Washington Times struggles amid divisions of family, ideology, finances

By Ian Shapira
Washington Post Staff Writer
Monday, September 6, 2010

Last fall in South Korea, the Rev. Sun Myung Moon, founder of the Unification Church, presided over a mass wedding in the tens of thousands, blessing marriages he had personally arranged -- all couples in white gowns, kimonos and black suits. But the self-described messiah, then approaching his 90th birthday, had been making other arrangements, drawing up a succession plan in which his grown sons would maintain his movement's legacy.

Sean Moon, the youngest son, who once performed 21,000 bows in honor of his parents, assumed the church's top post, reportedly as international president and religious director. The second-oldest living son, Justin Moon, handled the family's conglomerate of newspaper, construction and manufacturing companies in Asia. And Preston Moon, the oldest living son, took control of South Korean real estate and various U.S. companies, including the Washington Times, founded by his father in 1982 as a conservative daily that would lead the fight against communism. (Sean is reportedly in his early 30s, while his brothers are each roughly a decade older than he.)

But Preston, who had been blessed by his father a decade earlier as the son who would lead the Unification movement, was furious about this division of the family empire and felt outmaneuvered by his siblings, according to church and Times officials who declined to be named because they were wary of offending the faith's leaders.

Through the spring and summer of this year, that fraternal rivalry has come perilously close to claiming as its victim the Times, which was once one of the nation's most prominent platforms for conservative writers and politicians but is now one of the most endangered newspapers in a troubled industry. Since 2008, Times circulation has tumbled from 87,000 daily copies to about 40,000; its sports and metro sections were shuttered; its three top executives were fired; and more than half the newsroom was laid off.

Since its founding, the paper has lost an estimated $2 billion, surviving on church subsidies. Last year, those payments dried up.
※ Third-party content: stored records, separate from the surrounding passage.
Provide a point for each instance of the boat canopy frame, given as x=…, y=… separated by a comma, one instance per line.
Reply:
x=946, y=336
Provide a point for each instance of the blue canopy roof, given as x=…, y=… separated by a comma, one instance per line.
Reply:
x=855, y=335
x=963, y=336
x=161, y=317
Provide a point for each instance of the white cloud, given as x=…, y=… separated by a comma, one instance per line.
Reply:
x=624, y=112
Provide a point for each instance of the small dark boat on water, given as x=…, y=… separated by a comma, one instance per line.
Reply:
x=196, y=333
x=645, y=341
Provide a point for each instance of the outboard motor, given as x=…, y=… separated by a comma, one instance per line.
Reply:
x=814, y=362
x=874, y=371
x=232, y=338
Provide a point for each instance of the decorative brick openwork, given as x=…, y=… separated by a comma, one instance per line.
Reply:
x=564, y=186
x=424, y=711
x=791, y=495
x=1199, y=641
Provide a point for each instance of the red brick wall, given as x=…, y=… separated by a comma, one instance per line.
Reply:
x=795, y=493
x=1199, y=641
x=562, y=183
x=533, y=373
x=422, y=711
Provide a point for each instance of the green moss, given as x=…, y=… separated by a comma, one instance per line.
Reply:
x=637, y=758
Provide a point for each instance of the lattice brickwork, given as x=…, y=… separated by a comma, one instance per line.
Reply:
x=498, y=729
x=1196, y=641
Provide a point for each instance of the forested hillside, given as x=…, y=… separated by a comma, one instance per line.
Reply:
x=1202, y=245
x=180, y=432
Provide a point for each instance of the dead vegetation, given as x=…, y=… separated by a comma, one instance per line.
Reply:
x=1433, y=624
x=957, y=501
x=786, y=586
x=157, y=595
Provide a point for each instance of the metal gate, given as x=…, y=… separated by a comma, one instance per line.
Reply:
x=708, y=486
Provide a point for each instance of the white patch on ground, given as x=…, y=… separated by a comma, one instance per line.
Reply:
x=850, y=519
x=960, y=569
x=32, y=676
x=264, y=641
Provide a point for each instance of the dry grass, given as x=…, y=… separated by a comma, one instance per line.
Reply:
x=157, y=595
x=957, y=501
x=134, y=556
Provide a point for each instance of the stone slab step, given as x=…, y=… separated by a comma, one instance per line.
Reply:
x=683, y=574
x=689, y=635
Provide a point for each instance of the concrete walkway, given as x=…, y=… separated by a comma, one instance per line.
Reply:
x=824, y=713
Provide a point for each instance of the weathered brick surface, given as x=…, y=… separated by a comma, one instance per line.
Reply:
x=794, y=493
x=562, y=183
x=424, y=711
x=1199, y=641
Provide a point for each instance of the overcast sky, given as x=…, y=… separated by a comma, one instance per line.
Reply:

Now, the newspaper's future rests on a fragile deal that might return control to the "True Father," as the senior Moon is known in church circles. Moon, represented by a trio of recently fired Times executives -- president and publisher Thomas McDevitt, finance chief Keith Cooperrider and chairman Douglas M. Joo -- is negotiating to purchase the paper back from Preston for $1, according to an internal Times memo obtained by The Washington Post and first reported by U.S. News & World Report. Former and current Times employees say that under the buyback proposal, Moon and his top aides would also assume the paper's $8 million to $10 million in liabilities and debt. But Times board member Richard Wojcik said in an interview that completion of the deal "remains to be seen."

McDevitt, Joo and Cooperrider did not return calls seeking comment. A church spokesman declined to comment. A Times spokesman said Preston Moon would not comment for this article. Sam Dealey, the Times' executive editor, declined to comment.

On the rocks

In summer 2009, the Times' future turned rocky. In July, church donations from Japan, long a key source of subsidies, stopped flowing to the paper, according to a memo by Victor Walters, treasurer of the Times' parent company. Walters did not return phone messages left at his office.

Times executives scrambled to figure out why the spigot had been turned off. Cooperrider e-mailed a senior church official: "We are really on the edge here. This is payroll week and we didn't get all of last week's funds yet and this week's funds are not at all clear. Should we start closing the doors?"

In e-mails obtained by The Post, Cooperrider provided a laundry list of problems, including the fact that the Times' Internet provider and health insurance bills hadn't been paid.

Instructed to contact Justin Moon, the second-oldest son, Cooperrider wrote asking, "Should TWT close their doors? Has the Founder instructed that should happen?" He signed his e-mail, "For the sake of America and the world . . . Keith Cooperrider."

Meanwhile, other Times executives searched for alternative revenue streams. McDevitt and John Solomon, then the executive editor, pushed for a morning-drive radio show that would air around the country. They struck a deal with Talk Radio Network, a major syndicator of talk shows. The Times would pay the distributor $100,000 a month for three years in exchange for a portion of advertising revenues, according to Times sources and internal documents.